Thoughts on This is Water Speech by David Foster Wallace

Saturday

A friend sent me a YouTube link to this graduation speech a few weeks ago: This is Water by David Foster Wallace. The link to the illustrated version circulated by TED, has a broken link, and then today I can't find it, so there is one on You Tube (click link) that is the entire speech with high quality audio.

While watching I read some of the YouTube comments which seemed to focus on his depression and suicide. I'd never heard of the guy and I didn't know that he'd killed himself until I saw that. So, I went and read more about him on the Internet. There I learned he killed himself by hanging rather than by gunshot to the head which he mentions in this speech. I wondered what we are to think of his choice? Going back to the comments I tried to figure out their point, and it seems to be that a dismal outlook in this speech is being blamed on his depression and that the wrong-thinking led him to the suicide. Correct me if I am wrong. If people liked what he said about choosing and thinking and the value of education teaching kids to think, then why are they not discussing that in the comments?

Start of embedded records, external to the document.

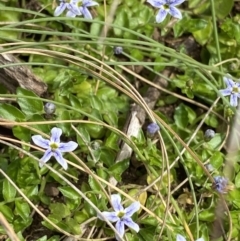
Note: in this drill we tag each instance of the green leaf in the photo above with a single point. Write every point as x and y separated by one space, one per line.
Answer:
202 36
22 209
22 133
147 233
60 210
180 116
29 106
44 128
207 215
118 168
9 192
69 192
20 224
11 113
223 8
7 212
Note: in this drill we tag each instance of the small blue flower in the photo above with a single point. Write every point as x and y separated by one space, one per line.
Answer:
49 108
233 89
209 133
209 167
54 147
152 128
84 8
165 7
221 184
181 238
72 7
121 216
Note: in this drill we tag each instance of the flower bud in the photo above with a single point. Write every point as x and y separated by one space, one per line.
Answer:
117 50
49 108
152 128
209 133
220 184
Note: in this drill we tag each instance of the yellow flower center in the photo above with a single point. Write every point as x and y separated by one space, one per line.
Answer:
165 6
235 89
54 146
121 214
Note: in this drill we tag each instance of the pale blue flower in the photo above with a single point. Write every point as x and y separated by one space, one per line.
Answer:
54 147
165 7
181 238
72 7
121 216
84 8
233 89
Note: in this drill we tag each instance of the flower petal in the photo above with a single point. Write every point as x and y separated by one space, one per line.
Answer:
157 3
180 238
226 92
129 222
175 12
40 141
233 100
85 12
56 133
59 10
47 155
67 147
161 15
70 14
110 216
58 155
89 3
116 202
229 82
175 2
74 9
120 228
129 211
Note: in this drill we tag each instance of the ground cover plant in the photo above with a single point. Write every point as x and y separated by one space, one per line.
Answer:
119 120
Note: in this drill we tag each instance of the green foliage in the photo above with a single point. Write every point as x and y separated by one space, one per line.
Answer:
94 92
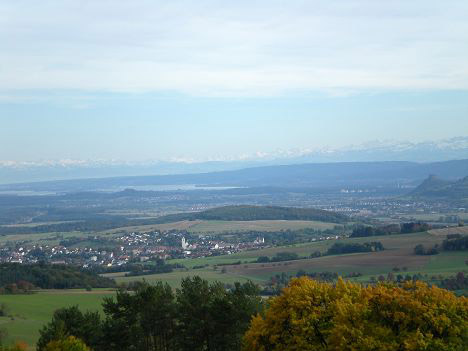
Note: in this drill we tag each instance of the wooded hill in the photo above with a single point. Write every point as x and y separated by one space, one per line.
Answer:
255 213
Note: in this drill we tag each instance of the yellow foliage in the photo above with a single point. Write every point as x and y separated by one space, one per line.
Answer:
310 315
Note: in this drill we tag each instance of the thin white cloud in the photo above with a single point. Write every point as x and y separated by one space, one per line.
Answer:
233 48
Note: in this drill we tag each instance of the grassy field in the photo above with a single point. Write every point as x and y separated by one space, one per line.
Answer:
30 312
398 253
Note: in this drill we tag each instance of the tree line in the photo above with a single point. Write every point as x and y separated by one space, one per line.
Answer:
307 315
198 316
404 228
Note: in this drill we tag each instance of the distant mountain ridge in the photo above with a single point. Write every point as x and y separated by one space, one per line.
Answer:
312 175
378 151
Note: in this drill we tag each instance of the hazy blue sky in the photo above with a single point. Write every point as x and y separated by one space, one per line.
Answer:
138 80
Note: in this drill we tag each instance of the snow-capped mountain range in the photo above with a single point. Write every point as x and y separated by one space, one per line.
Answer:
430 151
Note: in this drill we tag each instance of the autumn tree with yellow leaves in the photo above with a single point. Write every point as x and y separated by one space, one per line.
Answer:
346 316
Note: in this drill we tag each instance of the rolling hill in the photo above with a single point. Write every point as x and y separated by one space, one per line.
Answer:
436 188
255 213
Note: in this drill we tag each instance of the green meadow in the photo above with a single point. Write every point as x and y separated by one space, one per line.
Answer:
28 313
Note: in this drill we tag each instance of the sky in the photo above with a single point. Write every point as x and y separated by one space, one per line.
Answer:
201 80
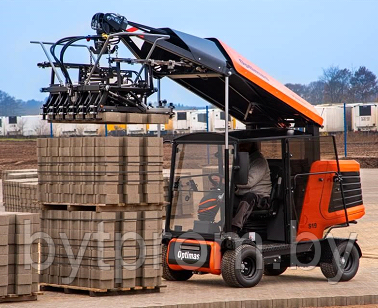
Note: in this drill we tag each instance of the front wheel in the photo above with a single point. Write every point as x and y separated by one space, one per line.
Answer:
169 274
270 270
242 267
342 263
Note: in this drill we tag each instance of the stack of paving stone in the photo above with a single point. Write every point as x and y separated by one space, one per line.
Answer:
109 261
100 170
20 191
18 257
118 118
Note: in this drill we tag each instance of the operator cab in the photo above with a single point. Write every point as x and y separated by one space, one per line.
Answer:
198 204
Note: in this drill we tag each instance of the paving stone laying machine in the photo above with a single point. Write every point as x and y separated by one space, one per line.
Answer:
313 191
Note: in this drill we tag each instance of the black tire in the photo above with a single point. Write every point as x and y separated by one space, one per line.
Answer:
330 265
169 274
269 270
242 267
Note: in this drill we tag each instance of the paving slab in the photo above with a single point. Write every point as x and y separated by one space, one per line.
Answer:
295 288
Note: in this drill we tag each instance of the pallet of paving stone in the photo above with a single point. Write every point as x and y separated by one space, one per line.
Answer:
102 207
94 292
100 170
13 298
119 118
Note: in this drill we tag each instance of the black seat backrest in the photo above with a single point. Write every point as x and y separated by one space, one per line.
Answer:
276 178
275 194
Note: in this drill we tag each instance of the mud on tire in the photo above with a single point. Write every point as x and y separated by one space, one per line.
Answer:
347 263
269 270
242 267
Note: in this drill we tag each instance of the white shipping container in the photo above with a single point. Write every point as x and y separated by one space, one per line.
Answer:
365 117
333 117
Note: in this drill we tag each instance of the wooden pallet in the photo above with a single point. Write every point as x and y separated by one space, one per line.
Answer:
68 289
12 298
122 207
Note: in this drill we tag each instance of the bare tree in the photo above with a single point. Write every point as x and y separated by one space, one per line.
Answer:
364 85
316 92
42 128
300 89
336 84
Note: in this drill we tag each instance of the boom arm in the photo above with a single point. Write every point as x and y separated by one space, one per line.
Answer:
197 64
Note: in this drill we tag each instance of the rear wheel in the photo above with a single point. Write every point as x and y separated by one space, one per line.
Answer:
169 274
242 267
340 265
270 270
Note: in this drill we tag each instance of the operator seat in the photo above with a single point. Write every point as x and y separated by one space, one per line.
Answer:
275 195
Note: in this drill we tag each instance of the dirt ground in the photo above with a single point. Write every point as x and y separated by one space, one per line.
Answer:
21 154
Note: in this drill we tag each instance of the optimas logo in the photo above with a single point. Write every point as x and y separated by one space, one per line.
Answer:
188 255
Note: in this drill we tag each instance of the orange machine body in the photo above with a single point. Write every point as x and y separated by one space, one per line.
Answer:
214 259
315 216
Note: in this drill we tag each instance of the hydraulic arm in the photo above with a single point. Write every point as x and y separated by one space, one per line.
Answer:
200 65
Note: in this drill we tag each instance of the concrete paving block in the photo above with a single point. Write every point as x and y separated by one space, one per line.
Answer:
326 301
340 301
355 300
24 279
280 303
310 302
370 299
265 303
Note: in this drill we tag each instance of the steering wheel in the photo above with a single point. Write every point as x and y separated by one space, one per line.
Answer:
216 179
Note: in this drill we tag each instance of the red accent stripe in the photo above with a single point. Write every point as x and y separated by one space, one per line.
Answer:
206 209
209 200
132 29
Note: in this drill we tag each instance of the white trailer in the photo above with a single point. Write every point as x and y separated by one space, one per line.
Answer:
182 122
217 120
198 121
333 116
136 129
365 117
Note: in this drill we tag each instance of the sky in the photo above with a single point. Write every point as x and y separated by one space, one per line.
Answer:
292 40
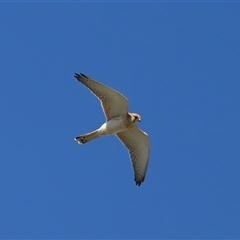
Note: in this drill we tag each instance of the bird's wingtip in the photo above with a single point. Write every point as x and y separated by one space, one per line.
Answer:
77 75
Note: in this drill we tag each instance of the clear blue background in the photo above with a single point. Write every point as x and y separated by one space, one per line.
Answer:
179 66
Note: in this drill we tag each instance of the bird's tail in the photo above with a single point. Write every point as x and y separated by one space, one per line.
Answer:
87 137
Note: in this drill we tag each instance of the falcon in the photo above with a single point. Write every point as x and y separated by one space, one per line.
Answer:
119 122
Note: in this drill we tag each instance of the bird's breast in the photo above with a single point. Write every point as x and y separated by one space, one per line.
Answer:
114 125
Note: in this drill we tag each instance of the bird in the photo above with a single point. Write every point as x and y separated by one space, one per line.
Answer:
119 122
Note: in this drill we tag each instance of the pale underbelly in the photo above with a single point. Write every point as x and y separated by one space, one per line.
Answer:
112 126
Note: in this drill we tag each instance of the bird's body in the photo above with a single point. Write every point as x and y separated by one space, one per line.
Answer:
120 122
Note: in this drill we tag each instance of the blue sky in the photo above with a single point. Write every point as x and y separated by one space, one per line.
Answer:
177 63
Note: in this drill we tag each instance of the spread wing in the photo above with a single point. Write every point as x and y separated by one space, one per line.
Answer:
138 146
113 102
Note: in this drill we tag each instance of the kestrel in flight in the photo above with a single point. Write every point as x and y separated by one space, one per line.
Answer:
119 122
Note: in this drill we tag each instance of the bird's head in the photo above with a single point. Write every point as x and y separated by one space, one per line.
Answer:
134 117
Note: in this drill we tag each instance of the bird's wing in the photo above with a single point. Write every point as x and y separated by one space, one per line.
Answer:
113 102
138 146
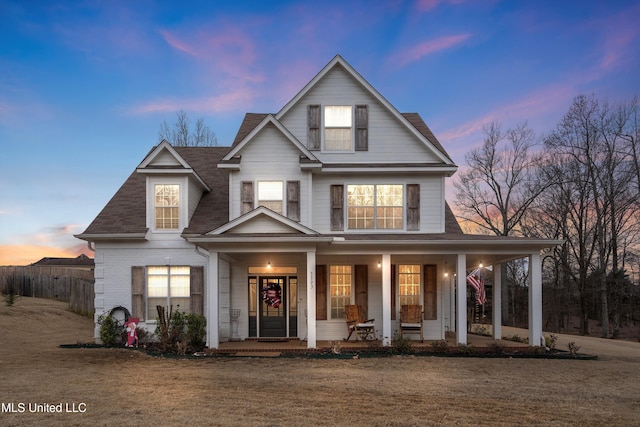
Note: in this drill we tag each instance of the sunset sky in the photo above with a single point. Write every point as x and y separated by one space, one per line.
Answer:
85 85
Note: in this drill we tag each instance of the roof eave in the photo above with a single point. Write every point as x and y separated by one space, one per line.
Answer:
89 237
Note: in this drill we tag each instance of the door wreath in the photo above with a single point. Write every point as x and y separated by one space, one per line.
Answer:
271 294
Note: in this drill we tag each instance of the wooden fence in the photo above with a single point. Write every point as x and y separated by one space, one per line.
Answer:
63 284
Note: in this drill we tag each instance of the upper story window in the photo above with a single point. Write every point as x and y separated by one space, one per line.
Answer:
271 195
375 206
345 128
167 202
337 127
168 286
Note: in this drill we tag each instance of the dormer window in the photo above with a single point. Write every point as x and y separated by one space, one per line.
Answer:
339 126
270 195
338 121
167 202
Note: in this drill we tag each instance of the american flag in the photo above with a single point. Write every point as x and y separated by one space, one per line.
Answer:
478 284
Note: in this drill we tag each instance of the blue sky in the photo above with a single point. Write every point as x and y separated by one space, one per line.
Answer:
85 85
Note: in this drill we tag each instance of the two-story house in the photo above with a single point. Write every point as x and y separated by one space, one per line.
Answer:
336 199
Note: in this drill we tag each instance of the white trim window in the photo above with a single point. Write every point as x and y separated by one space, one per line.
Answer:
409 284
168 286
167 206
271 195
375 207
340 286
338 124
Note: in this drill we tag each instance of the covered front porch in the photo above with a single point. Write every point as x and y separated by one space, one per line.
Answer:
234 266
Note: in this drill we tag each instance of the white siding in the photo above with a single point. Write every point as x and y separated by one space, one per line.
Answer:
269 157
431 199
194 195
389 139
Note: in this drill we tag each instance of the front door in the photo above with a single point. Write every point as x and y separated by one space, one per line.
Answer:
273 310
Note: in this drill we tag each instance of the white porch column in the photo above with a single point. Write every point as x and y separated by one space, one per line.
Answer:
213 330
496 302
535 300
461 303
386 299
311 299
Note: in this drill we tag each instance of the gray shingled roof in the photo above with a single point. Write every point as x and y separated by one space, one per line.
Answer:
125 213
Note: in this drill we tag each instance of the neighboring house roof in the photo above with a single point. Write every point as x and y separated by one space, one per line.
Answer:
79 261
251 120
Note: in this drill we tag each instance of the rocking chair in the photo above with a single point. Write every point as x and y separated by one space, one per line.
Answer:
411 320
364 329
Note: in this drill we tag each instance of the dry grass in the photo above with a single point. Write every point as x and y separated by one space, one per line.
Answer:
122 387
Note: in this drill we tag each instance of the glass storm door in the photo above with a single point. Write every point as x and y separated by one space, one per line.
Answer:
273 310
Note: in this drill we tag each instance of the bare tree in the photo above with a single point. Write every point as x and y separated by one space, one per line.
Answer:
593 160
181 134
498 187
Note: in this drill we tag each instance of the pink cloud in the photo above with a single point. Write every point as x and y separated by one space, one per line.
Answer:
28 253
178 44
423 49
535 107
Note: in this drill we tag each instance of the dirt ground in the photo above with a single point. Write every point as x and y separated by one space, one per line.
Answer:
104 387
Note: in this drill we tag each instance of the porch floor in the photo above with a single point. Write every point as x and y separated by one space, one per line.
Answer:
275 347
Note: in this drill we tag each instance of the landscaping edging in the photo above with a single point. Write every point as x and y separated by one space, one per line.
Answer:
324 353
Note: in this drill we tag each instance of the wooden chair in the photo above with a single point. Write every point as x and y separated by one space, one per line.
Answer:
364 329
411 320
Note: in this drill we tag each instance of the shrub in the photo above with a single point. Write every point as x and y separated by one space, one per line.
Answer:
573 348
401 345
196 330
180 332
466 349
516 338
495 347
550 341
439 347
111 331
480 330
11 295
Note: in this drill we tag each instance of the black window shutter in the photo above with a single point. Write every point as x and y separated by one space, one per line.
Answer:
413 206
337 207
197 290
246 197
362 127
313 123
293 200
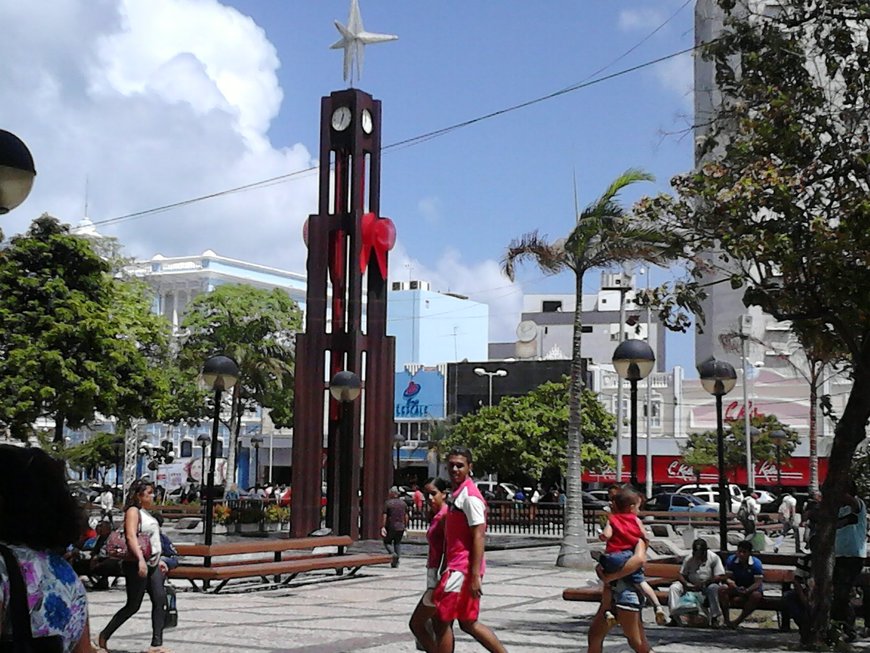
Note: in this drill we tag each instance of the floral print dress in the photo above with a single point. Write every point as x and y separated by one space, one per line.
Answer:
56 597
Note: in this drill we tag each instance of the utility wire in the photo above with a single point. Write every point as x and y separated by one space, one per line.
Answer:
415 140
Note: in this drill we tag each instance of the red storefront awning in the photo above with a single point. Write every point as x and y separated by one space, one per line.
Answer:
671 469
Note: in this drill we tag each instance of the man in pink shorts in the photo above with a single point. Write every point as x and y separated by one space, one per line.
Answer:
457 596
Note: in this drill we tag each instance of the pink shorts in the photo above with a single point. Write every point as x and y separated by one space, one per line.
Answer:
453 598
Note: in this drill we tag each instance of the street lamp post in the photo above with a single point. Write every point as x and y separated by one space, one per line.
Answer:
719 378
482 372
256 441
219 373
398 442
16 171
634 360
778 437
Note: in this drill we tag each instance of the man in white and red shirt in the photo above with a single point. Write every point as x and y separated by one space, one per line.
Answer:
457 596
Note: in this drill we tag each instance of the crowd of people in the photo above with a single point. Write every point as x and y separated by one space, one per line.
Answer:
37 527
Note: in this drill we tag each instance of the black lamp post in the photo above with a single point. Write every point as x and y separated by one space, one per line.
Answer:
633 360
398 442
718 378
256 441
16 171
778 437
219 373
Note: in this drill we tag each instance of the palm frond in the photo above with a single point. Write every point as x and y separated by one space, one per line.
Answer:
550 257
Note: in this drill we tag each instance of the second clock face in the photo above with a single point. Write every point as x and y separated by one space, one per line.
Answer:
341 118
366 121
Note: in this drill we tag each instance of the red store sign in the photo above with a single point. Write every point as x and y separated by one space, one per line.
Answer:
671 469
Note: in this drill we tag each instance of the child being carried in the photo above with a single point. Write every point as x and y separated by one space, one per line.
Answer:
622 533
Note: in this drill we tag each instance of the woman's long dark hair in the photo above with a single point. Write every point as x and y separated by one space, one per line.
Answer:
137 487
37 509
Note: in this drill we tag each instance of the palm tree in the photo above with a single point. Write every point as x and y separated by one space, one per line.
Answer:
603 236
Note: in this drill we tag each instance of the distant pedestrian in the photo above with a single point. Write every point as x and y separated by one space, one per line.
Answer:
789 519
457 596
421 620
395 521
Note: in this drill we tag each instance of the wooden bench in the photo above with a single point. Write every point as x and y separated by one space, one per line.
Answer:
661 574
290 557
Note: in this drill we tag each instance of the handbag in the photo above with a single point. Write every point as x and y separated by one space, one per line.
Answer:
22 640
689 603
116 546
170 607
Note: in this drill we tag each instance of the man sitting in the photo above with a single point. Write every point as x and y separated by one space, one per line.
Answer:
98 566
744 581
701 572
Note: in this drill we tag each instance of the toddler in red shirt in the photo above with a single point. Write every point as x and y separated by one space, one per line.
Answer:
622 533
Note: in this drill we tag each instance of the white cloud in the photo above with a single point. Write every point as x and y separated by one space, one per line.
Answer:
482 281
631 20
153 102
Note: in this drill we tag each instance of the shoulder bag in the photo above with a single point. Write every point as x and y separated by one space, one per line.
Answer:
22 639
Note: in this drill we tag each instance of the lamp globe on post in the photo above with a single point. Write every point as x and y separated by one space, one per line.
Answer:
719 378
17 171
219 373
633 360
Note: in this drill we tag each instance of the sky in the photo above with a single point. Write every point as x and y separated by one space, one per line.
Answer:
133 105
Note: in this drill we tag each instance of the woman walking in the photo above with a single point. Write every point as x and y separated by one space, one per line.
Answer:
421 620
140 574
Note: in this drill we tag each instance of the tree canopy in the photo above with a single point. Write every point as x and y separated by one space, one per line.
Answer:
525 438
74 340
778 207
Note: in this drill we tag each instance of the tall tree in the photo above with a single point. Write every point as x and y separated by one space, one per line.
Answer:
257 329
604 234
781 203
524 438
74 341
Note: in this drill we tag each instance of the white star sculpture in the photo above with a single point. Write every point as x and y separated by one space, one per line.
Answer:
354 38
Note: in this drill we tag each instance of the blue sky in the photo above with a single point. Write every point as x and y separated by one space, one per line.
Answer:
150 102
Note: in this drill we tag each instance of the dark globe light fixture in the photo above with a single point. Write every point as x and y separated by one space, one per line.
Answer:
17 171
719 378
219 373
633 360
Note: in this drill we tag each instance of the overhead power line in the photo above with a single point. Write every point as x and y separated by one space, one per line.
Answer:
416 140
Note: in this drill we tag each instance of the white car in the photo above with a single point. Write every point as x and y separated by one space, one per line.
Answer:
709 494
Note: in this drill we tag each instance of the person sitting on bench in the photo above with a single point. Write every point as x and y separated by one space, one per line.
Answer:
745 578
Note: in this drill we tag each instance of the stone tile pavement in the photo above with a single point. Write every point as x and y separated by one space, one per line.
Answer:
522 602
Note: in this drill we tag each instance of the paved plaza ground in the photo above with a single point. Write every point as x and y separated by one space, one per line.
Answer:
522 602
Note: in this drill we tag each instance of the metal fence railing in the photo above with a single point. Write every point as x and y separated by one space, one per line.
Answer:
519 518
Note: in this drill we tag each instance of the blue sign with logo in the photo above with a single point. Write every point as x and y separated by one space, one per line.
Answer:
419 396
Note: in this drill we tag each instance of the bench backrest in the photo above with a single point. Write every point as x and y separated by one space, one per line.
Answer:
262 546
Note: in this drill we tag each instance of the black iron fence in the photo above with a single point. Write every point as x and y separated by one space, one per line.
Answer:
519 518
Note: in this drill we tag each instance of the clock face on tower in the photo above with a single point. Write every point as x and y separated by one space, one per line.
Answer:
366 121
341 119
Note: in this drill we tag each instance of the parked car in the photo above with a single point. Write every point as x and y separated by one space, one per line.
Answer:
709 494
678 502
488 489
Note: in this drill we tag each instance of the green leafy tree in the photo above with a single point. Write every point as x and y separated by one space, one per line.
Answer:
700 451
780 207
74 341
257 329
604 234
525 438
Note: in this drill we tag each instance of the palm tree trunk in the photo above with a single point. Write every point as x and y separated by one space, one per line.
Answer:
574 550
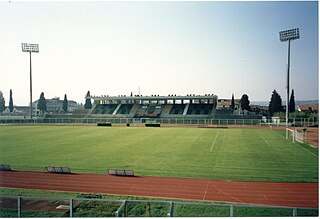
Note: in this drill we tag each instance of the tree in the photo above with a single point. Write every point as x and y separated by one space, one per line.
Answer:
292 103
2 102
42 103
244 102
232 102
275 104
88 104
11 102
65 104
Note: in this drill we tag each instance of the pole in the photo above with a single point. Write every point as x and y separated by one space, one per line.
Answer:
30 88
288 87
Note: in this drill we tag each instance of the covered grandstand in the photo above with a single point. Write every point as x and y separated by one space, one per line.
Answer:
155 106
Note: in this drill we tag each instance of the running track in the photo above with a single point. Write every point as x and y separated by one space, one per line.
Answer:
260 193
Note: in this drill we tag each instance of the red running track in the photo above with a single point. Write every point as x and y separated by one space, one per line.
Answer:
259 193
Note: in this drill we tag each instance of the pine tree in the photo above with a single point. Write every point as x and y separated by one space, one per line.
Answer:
42 103
275 104
292 103
11 102
65 104
88 104
245 103
232 106
2 102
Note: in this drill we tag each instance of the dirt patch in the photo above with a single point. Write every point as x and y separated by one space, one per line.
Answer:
35 205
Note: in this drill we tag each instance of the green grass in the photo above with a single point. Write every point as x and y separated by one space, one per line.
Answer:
236 154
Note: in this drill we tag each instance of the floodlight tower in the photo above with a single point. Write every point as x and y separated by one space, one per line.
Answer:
30 48
288 35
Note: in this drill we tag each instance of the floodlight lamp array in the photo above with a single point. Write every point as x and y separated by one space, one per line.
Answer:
30 47
291 34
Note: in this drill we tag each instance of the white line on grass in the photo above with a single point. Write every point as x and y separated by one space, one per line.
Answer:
214 141
265 140
298 145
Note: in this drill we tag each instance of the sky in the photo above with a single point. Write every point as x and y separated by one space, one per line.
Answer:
115 48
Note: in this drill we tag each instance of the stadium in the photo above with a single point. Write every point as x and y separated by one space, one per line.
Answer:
191 153
158 156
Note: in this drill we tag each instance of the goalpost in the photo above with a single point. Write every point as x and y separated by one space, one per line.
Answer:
291 133
295 135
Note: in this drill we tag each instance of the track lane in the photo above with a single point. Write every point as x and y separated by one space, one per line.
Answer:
259 193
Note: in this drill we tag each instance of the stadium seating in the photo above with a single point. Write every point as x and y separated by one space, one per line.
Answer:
104 108
120 172
177 109
5 167
51 169
200 109
125 109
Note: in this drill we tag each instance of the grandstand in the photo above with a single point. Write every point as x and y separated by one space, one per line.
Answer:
155 106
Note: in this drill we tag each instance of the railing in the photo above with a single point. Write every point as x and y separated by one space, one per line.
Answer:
166 121
13 206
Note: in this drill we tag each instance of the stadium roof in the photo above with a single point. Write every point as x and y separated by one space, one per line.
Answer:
155 97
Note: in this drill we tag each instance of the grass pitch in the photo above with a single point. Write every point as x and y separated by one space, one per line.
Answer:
228 154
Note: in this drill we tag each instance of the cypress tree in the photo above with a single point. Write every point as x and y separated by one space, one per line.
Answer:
65 104
275 104
292 103
11 102
2 102
42 103
88 104
232 106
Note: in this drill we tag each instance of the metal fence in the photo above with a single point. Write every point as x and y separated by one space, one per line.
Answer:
12 206
301 122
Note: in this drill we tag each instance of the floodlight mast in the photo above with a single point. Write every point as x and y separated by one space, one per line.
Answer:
288 35
30 48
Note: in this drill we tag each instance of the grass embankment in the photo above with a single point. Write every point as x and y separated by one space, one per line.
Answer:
229 154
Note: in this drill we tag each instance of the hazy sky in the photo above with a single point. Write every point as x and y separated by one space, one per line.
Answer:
112 48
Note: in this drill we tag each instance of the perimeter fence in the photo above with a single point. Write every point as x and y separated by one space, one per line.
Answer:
299 122
13 206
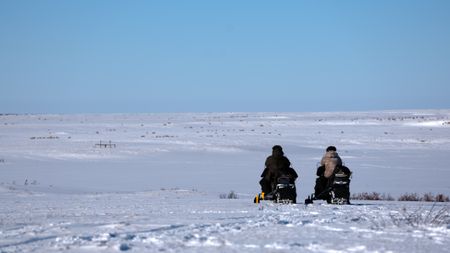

Frankly these ideas are nothing new to me. I have these same thoughts all the time. This is real life. This is adult life. This is maturity. Real life has lot of tedium in it. This is why reality TV is fun to watch, they take thousands of hours of tedium out and condense it into something interesting. TV shows have editing to show a slant or to portray the goal the producer wants the viewer to see. The producers provide entertainment and creating a buzz for the viewers which in turn helps the show and the network by raising viewership. Then can charge more for advertising and ensure they still have a job, so on and so forth. TV and movies are an industry, they create a product, they are not real life, nor are reality TV shows. (I know that for sure because I was part of one episode of a reality show centering on a friend's story.

Yes life is about perception and our ability to be able to try to imagine life through someone else's life is important. That helps me get through my day as it helps me have more tolerance for others, and more patience, and it helps me grant people grace and it helps me forgive. Having a simple awareness is vital. I agree with him.

Sometimes even when we know things already it is good to hear the thing spoken of with eloquence. It is good to know others are thinking the same thing. It is good to know I am not crazy. Oh, but if he was technically crazy what does that now say about me? I won't go there.

What Wallace does not discuss which is what keeps me going is to realize the good within the mire and to feel grateful for the good and the positive. We need to feel happy about the good parts even when the ratio of mundane or the negative occurs in a much higher ratio than the fun or the good or the beneficial stuff.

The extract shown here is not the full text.